Para Marilin Rehnfeldt, coordenadora do curso de Antropologia da Universidade Católica de Assunção, candidatura de Fernando Lugo representa oportunidade de retirar do poder uma elite corrupta que se serve do Estado em benefício próprio.
O site Carta Maior conversou com a professora e militante do Movimento Popular Tekojoja sobre as eleições presidenciais paraguaias e os elementos históricos que levaram o país a estar sob o comando do Partido Colorado por 61 anos. Nesta entrevista, Marilin fala sobre o golpe militar paraguaio e as possibilidades de mudança que a candidatura de Fernando Lugo acenam.
Carta Maior – Como explicar que um partido político fique seis décadas no poder, com acusações de fraudes em diversas eleições, sem que haja uma oposição forte no país?
Marilin Rehnfeldt – A história paraguaia é marcada por governos autoritários e por uma cultura autoritária, que remonta à época da colônia. Sempre tivemos figuras muito fortes dentro do governo desde Marechal Lopes até os governos militares. Mas, de toda forma, existia uma cultura democrática insipiente. Até que, nos anos 40, os militares tomaram o poder depois de uma larga série de disputas internas. Sempre houve dois partidos políticos no Paraguai, com uma influência muito grande que vem de várias décadas até hoje, o Partido Colorado e o Partido Liberal.

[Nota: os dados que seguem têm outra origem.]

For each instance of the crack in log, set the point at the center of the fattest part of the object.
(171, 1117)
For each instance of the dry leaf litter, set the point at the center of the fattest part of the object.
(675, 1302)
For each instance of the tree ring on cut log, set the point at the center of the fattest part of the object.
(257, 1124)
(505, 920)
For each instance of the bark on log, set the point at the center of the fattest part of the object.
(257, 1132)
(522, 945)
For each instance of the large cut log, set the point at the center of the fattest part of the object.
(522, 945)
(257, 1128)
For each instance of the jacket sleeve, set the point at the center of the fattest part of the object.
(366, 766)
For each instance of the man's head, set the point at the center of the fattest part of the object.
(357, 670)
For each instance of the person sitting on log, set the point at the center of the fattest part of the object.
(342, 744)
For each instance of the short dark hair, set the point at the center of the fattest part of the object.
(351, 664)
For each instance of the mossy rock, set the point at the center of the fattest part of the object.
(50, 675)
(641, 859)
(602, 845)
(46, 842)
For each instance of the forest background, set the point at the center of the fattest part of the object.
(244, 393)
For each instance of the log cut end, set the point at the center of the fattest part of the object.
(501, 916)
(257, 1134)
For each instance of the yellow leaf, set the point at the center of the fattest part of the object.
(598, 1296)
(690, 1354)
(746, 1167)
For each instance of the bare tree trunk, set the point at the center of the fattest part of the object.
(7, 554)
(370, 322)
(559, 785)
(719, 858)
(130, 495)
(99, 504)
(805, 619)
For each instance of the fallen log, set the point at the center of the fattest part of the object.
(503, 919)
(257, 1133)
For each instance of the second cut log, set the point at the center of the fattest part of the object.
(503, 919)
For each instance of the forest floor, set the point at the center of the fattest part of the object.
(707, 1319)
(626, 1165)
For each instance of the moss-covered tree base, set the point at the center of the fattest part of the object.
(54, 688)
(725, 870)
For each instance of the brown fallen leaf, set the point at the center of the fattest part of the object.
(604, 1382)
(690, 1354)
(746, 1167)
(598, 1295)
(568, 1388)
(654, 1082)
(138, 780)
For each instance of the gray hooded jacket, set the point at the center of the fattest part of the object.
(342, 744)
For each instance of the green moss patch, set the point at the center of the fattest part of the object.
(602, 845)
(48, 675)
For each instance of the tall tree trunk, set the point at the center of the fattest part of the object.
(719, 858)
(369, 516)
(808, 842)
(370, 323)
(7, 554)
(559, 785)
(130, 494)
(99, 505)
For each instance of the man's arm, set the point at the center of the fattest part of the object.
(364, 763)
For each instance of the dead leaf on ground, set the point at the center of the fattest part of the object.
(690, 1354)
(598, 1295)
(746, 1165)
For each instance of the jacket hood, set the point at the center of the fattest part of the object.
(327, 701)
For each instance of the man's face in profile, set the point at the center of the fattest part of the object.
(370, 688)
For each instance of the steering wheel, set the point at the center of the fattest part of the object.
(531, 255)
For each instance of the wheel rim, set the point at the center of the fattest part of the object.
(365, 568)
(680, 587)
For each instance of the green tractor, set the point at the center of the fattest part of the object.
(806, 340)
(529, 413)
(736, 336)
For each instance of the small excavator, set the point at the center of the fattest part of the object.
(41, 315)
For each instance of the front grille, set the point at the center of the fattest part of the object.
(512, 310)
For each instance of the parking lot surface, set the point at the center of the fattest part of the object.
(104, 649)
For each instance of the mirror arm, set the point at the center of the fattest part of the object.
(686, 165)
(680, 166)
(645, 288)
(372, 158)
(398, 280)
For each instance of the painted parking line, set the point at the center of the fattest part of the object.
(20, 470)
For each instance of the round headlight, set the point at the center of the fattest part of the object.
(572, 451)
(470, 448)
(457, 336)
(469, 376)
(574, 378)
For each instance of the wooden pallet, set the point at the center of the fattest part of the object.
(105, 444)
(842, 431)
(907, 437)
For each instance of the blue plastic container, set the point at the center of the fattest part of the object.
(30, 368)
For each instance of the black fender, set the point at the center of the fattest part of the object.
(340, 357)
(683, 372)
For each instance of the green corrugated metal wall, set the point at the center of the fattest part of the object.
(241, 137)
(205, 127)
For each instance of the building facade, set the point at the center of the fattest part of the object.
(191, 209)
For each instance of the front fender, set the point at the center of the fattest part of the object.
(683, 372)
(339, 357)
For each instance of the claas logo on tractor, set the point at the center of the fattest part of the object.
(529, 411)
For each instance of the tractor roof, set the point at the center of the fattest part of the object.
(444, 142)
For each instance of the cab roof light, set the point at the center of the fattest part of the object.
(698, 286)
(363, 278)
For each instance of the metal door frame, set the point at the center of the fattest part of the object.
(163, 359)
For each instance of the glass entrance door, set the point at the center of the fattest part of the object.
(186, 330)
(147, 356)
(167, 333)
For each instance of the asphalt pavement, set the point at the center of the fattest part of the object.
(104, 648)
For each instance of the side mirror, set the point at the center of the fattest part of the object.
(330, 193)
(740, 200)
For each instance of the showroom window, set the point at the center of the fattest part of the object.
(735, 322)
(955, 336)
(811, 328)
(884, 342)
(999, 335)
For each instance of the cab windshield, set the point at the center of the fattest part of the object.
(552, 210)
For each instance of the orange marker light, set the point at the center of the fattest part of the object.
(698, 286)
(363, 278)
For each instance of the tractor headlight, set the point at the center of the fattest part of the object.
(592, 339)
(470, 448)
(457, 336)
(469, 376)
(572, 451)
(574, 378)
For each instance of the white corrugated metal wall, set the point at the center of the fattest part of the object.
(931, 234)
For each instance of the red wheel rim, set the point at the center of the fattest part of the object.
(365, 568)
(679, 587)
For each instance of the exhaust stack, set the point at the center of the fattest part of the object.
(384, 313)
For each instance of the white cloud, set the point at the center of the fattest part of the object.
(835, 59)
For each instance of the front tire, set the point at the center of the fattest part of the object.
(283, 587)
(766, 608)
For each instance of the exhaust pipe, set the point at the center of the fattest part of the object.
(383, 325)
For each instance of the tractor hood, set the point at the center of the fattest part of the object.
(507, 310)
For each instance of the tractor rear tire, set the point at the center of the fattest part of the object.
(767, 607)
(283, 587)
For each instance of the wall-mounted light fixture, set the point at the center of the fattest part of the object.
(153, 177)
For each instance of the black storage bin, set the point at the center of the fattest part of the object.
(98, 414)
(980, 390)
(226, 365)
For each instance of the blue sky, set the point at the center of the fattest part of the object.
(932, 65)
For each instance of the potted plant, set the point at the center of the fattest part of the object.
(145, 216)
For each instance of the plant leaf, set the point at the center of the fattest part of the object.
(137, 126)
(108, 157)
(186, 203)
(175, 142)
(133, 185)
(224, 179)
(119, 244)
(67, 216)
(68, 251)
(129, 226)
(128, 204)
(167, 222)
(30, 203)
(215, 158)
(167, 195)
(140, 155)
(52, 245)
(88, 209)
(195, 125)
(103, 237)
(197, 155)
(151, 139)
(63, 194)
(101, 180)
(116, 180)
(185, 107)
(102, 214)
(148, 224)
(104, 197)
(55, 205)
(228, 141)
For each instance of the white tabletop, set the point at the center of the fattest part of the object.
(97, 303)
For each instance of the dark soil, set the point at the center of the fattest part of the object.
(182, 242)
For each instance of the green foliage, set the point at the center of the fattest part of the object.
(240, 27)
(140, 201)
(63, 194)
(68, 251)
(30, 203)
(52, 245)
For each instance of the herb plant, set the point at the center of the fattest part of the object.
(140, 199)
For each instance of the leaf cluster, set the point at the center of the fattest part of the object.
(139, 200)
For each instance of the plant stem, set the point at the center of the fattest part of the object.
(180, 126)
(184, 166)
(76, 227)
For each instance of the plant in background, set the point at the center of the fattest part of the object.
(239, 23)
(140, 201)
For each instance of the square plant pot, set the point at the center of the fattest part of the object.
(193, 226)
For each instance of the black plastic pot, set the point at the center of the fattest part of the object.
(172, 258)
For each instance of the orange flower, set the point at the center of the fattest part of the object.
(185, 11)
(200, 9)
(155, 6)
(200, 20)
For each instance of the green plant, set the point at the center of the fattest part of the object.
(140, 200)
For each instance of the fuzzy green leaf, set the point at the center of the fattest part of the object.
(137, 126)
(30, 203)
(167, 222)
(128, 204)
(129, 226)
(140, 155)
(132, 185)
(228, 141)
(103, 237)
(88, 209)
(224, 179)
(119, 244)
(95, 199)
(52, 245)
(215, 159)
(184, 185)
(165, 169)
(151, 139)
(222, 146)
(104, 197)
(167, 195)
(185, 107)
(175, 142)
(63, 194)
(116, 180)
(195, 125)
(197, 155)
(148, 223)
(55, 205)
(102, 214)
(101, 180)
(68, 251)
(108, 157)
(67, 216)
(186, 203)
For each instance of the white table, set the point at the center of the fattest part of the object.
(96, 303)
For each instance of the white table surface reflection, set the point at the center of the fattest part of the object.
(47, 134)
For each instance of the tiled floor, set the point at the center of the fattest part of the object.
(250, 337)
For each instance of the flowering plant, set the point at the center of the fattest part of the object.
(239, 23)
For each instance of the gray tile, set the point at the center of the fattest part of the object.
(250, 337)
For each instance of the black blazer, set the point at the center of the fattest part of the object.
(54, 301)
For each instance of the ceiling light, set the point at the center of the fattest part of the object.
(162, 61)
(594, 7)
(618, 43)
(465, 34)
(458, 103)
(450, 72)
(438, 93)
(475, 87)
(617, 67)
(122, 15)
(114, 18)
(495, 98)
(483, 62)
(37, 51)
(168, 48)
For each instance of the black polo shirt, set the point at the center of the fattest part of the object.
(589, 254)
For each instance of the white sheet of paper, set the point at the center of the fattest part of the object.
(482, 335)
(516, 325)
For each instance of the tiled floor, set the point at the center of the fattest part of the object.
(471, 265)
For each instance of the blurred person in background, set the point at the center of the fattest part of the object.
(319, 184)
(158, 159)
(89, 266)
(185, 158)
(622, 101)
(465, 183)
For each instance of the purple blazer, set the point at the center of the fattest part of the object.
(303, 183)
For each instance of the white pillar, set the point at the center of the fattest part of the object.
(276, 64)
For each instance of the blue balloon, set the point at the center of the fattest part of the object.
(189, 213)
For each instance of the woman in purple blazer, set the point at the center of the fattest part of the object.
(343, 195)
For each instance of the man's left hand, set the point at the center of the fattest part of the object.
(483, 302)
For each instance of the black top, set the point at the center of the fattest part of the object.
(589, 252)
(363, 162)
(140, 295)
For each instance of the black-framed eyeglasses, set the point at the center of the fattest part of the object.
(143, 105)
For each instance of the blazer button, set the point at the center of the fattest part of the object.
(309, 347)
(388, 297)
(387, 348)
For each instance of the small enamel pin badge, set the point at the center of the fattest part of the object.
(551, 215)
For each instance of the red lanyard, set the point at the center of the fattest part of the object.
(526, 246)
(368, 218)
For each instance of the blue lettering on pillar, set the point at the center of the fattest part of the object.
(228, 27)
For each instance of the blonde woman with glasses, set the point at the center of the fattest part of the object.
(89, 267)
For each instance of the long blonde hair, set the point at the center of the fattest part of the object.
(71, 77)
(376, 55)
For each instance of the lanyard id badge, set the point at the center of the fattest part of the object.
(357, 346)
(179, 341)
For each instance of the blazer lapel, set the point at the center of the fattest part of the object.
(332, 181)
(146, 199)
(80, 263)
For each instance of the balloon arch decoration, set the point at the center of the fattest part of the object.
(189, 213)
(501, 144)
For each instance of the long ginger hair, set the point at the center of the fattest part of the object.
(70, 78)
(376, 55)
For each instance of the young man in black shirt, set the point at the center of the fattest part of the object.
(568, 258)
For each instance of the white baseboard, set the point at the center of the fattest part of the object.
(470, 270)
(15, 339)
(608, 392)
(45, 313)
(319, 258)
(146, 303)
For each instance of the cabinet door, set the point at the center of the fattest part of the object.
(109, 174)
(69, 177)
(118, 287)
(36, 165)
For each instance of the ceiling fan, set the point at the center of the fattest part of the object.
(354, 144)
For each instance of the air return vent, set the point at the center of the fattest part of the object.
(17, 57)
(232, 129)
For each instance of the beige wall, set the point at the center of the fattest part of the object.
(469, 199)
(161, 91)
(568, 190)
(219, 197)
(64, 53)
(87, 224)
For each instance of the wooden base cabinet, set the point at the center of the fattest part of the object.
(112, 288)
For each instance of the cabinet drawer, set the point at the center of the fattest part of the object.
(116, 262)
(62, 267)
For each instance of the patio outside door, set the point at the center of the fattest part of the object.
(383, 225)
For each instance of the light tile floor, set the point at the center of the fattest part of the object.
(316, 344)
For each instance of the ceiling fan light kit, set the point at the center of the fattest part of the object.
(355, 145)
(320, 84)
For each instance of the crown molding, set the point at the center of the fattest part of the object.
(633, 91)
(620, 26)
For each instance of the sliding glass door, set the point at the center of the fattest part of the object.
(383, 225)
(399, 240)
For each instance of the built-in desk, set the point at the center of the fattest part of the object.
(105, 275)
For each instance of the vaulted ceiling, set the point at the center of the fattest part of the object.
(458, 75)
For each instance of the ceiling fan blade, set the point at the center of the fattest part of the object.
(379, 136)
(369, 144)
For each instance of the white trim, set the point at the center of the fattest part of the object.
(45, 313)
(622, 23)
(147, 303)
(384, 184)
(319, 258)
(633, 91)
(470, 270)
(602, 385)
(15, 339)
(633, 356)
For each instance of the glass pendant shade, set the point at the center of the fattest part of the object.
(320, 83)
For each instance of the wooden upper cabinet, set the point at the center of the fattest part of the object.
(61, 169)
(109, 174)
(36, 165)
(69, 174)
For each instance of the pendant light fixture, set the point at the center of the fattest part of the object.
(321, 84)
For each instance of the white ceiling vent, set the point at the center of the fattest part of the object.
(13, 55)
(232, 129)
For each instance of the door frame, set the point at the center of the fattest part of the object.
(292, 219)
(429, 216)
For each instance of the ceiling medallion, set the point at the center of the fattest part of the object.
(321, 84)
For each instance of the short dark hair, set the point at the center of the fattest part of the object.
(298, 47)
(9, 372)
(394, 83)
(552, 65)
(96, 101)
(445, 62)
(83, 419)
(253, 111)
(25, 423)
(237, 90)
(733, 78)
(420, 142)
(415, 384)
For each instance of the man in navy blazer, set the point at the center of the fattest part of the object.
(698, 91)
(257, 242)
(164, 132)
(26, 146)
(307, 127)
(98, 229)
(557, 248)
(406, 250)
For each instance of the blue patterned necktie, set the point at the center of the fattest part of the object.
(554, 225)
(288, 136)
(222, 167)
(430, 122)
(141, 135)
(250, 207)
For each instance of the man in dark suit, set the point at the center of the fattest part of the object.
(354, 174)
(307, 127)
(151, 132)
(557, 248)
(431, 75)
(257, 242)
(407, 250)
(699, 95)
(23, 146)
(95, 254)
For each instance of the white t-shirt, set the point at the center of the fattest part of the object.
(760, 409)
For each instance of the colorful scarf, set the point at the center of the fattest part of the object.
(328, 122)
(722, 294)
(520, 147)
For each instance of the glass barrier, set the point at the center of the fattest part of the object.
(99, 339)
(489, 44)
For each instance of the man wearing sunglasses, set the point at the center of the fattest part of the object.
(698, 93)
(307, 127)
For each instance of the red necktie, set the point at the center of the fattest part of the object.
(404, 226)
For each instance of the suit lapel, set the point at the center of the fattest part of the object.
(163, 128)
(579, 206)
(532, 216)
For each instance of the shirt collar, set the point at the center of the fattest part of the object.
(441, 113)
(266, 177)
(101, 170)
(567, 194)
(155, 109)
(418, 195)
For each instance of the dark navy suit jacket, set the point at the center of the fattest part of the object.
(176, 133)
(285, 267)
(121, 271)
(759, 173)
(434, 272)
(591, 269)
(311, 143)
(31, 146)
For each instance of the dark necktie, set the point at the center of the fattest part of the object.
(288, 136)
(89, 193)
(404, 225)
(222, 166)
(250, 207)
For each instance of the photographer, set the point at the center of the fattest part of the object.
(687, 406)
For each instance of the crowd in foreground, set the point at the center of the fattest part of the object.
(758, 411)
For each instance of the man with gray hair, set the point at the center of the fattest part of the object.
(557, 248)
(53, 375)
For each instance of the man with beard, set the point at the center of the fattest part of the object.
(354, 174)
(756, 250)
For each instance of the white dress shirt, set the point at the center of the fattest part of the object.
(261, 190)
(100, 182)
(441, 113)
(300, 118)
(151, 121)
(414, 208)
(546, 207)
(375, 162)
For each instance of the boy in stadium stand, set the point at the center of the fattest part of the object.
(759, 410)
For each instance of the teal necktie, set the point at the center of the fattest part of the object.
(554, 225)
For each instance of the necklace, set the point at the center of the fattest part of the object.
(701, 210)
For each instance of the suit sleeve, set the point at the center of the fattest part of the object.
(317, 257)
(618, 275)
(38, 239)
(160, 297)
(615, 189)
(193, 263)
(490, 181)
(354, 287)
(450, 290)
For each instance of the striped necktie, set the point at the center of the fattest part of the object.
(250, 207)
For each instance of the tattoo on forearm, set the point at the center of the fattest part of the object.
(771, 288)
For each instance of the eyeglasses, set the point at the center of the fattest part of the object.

Houve disputas e combinações entre as elites que estavam em ambos os partido, mas finalmente eles colaboravam entre si. Então, depois de uma guerra muito cruel em 1947, de um enfrentamento grande no país, os militares tomaram o poder. Stroessner (1) toma o poder e inicia uma ditadura de 35 anos, que vocês no Brasil também conhecem bem. Ele governa justamente com as forças armadas e com o Partido Colorado. Isso foi o que permitiu ao Partido Colorado se manter todas essas décadas no poder.
Carta Maior – Mesmo depois de reestabelecida a democracia no Paraguai?
Marilin Rehnfeldt – Durante a chamada transição democrática esse controle do aparato estatal continuou muito forte e é esse fato que permite ao Partido Colorado seguir governando até hoje. E não é somente o aparato estatal, mas também os outros poderes do Estado. O poder judiciário está absolutamente entregado ao partido do governo e também o congresso. Essas são as forças políticas e sociais que fizeram possível isso.
Carta Maior – De que forma a candidatura do ex-bispo Fernando Lugo pode mudar este cenário e remontar um debate político na sociedade paraguaia?
Marilin Rehnfeldt – Nós acreditamos que, pela primeira vez, será possível abrir as comportas de um Estado que estava absolutamente entregue a uma elite determinada, corrupta e que se serve do estado em beneficio próprio. Acreditamos que há uma mudança, uma alternativa. Não será precisamente uma mudança profunda e imediata, porque essas mudanças acontecem em um processo de largo prazo. Mas, pelo menos, acontecerá o inicio de uma mudança diferente.
Acreditamos que nisso a candidatura de Fernando Lugo, e este fervor popular que se apresenta nesse momento, pode ser uma alternativa interessante para que o Paraguai entre na modernidade. Nem sequer dizemos que vamos entrar em um governo socialista, apenas na modernidade. E isso já vai ser um passo muito importante.
Carta Maior– Chega a ser um pouco assustador como a iminência de fraudes eleitorais no Paraguai pode, inclusive, fazer com que muitas pessoas deixem de votar. Como isso se instalou?
Marilin Rehnfeldt – Realmente. No principio da transição democrática, foi muito interessante como pudemos criar uma justiça eleitoral que, em certa maneira, não era independente, mas pelo menos era neutra. Foi na primeira eleição e acreditamos que, pelo menos um pouco, a população confiava nessa justiça. Houve uma participação de 70% do eleitorado nesta eleição. Tal sensação foi baixando até que chegamos em 37% de participação em uma das últimas eleições. Mostrando justamente o descrédito total a que chegou uma justiça eleitoral absolutamente ligada ao governo.
As mesmas fraudes que acontecem em toda parte do mundo, acontecem aqui, mas no Paraguai elas podem chegar a até 90% dos votos. Acreditamos que é o sistema eleitoral que contribui para esta sensação.
(1) Alfredo Stroessner foi o responsável por tirar Federico Chávez da presidência com um golpe de estado militar. Stroessner se reelegeu, em eleições marcadas por fraudes, por 7 mandatos consecutivos, garantindo 35 anos no poder.